I bet you think things are going pretty great in your relationship, don’t you? You’re feeling a bit smug about the holiday you just booked, he/she remembered your birthday and you even managed to have the sex once last week.
Well, WAKE UP DUMMY. Your relationship is bullshit and you should probably just end it now.
Yes, due to the unstoppable tsunami of personal growth assistance requests you have been making of your partner, your relationship is gasping for air. Air you are selfishly using to fan the sails of your narcissistic and endless voyages of self discovery.
How very dare you. I can’t even look at you right now.
US psychologist Eli Finkel (who’s the director of Psychology at North Western University, thank you for asking), claims that high divorce rates and low marital satisfaction are a direct result of partners’ inability to meet psychological expectations.
He has called this the “suffocation model of marriage” and says the majority of us are guilty of it.
Basically, back in the day, you married someone who helped you meet your basic needs. All you needed was a roof over your head, food on the table and some occasional naked time and that was enough. Now, we are looking to our partners to help us find ourselves. We want a deep psychological connection and assistance in pursuing our dream careers and recognition of our core selves.
What a bunch of wankers we’ve become! Can you imagine what would have happened back in the 1800s if we carried on in this fashion?
“What’s for dinner, Mary?” (I went with Mary as that seems like a Ye Olde name. I did briefly consider Gertrude but felt that would be trying a bit too hard.)

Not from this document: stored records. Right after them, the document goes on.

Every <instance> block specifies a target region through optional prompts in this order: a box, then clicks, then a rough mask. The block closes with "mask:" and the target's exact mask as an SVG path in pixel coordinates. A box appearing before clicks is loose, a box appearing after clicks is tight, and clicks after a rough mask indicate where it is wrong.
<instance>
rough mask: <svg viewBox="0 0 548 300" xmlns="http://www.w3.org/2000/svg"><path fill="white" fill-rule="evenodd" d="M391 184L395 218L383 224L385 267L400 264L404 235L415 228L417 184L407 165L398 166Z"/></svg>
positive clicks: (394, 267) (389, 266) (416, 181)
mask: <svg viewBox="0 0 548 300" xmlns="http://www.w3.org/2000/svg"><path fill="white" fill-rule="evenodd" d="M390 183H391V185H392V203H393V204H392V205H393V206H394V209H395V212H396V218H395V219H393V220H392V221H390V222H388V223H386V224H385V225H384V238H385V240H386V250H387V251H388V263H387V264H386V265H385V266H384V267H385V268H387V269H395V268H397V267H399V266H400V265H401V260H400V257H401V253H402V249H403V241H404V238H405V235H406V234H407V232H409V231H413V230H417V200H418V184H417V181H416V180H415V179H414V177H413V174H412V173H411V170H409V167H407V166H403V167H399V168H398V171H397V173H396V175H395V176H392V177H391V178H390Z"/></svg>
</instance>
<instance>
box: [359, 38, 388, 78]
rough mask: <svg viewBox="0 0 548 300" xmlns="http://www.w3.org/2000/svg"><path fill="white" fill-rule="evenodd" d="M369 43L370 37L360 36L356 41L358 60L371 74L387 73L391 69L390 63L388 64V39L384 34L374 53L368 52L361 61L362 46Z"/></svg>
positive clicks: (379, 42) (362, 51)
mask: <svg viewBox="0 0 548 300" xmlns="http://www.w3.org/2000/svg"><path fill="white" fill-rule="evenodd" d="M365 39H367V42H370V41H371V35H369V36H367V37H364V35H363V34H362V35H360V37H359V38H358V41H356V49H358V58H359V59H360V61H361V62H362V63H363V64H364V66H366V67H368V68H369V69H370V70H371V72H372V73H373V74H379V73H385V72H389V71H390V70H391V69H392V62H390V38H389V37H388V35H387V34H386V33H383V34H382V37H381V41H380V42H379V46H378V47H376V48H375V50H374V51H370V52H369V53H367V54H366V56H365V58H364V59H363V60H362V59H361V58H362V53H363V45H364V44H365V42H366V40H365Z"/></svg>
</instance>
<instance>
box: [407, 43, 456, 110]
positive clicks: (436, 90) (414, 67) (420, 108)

“Ben, I am more than just a cook. I want you to be able to see my food as an extension of me. I feel as though you just eat my meals and don’t appreciate that they comes from a place of love. They are not just for your physical nourishment, but your spiritual appetite as well.”
*Ben runs off to find a priest and set up the pile of wood he will be needing late to burn Mary on. She is clearly, a witch.*
Finkel says: “In 2014, you are really hoping that your partner can help you on a voyage of discovery and personal growth, but your partner cannot do that unless he or she really knows who you are, and really understands your core essence. That requires much greater investment of time and psychological resources,” he said.

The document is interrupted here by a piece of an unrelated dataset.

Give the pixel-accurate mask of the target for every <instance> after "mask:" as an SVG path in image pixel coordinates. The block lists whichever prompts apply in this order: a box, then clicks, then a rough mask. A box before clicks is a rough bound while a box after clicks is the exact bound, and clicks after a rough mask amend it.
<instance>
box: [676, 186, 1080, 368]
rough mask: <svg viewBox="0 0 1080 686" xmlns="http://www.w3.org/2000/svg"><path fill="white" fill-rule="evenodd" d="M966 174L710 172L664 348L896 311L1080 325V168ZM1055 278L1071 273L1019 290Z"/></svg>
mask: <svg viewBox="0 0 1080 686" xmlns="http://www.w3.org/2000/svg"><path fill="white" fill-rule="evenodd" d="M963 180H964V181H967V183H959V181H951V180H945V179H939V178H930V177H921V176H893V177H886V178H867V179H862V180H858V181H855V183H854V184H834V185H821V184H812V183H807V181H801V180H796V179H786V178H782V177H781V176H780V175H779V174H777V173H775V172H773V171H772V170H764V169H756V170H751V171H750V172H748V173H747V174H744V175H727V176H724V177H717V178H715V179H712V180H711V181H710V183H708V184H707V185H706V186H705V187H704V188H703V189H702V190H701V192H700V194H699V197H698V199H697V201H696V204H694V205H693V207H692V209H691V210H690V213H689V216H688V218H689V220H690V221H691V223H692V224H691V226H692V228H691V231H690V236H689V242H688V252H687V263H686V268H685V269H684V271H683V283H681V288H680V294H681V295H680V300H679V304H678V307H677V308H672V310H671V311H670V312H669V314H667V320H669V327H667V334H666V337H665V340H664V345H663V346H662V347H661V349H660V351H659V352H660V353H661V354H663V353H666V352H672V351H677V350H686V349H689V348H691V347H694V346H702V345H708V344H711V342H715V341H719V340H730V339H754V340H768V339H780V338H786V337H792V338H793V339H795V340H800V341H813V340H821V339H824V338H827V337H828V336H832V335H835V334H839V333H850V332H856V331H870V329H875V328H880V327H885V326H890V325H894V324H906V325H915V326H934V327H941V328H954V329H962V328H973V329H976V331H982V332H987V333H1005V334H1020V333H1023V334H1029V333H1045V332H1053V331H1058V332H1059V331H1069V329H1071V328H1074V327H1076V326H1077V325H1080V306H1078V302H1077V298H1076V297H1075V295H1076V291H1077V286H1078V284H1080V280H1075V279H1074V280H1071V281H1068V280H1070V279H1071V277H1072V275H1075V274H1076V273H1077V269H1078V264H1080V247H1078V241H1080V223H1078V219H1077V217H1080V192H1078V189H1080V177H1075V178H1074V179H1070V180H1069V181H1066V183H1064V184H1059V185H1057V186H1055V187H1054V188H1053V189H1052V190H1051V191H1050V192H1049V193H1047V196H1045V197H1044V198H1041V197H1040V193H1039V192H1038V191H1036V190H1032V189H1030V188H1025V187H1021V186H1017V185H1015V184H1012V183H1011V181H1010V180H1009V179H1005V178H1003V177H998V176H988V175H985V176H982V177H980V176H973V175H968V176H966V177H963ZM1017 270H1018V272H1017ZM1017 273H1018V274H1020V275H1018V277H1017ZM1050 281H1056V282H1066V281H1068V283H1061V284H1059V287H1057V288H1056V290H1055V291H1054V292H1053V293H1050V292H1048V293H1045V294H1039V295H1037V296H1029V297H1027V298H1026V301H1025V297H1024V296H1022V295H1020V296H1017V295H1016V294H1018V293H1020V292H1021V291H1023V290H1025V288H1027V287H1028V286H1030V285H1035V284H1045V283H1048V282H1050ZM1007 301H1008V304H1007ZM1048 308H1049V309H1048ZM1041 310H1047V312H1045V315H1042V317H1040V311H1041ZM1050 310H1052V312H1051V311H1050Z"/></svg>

“A blissful minority are in marriages that fulfil these deeper demands, and those marriages are better than the best marriages of yesteryear. But the average marriage falls short because the time and effort required were impossible for most to meet.”
He is saying that the change in demands on unions are making things pretty tough going out there. That it now requires more of an investment in the marriage in an age where we’re all very time-poor.
Preach! I barely have time to tend to my own needs let alone carry the hopes and dreams of my man.
You know it was our loosey-goosey parents who did this to us. Back in the “free love” era, those flaky fools made us want deep love and connection in our partnerships. BOOOOO hippies.
Obviously they were high, drunk and possibly in a polygamous relationship at the time, but we listened to them and now we all want more, more MORE! Before acid trips and tie dye, everyone was just pretty happy to find someone to live, feed and make babies with. Back when starch, corrective underwear and family values meant something.
So basically, Finkel says, the solution is to stop being so damn needy, you desperadoes! Give your other half some space and maybe let them get off your journey of self-discovery and find your own damn way.
Okay, what he exactly said was that couples could improve the quality of their marriages by allowing them to breathe, and by lowering their demands on the relationship in hard times, such as when the couple had young children or faced work or money problems.
“Some people will realise they are asking a lot of their marriage, given the 30 minutes a week they spend talking to their wife,” he said. “The irony is that asking less of the marriage when resources are scarce will actually make the marriage stronger.”
SO. In summary…
Don’t: Tell your partner you need more “me” time when the kids are off their heads, the dog has spewed and you’re both tired.
Do: Get on with it.
Are you married? Do you think it’s natural for us to expect too much from our partners?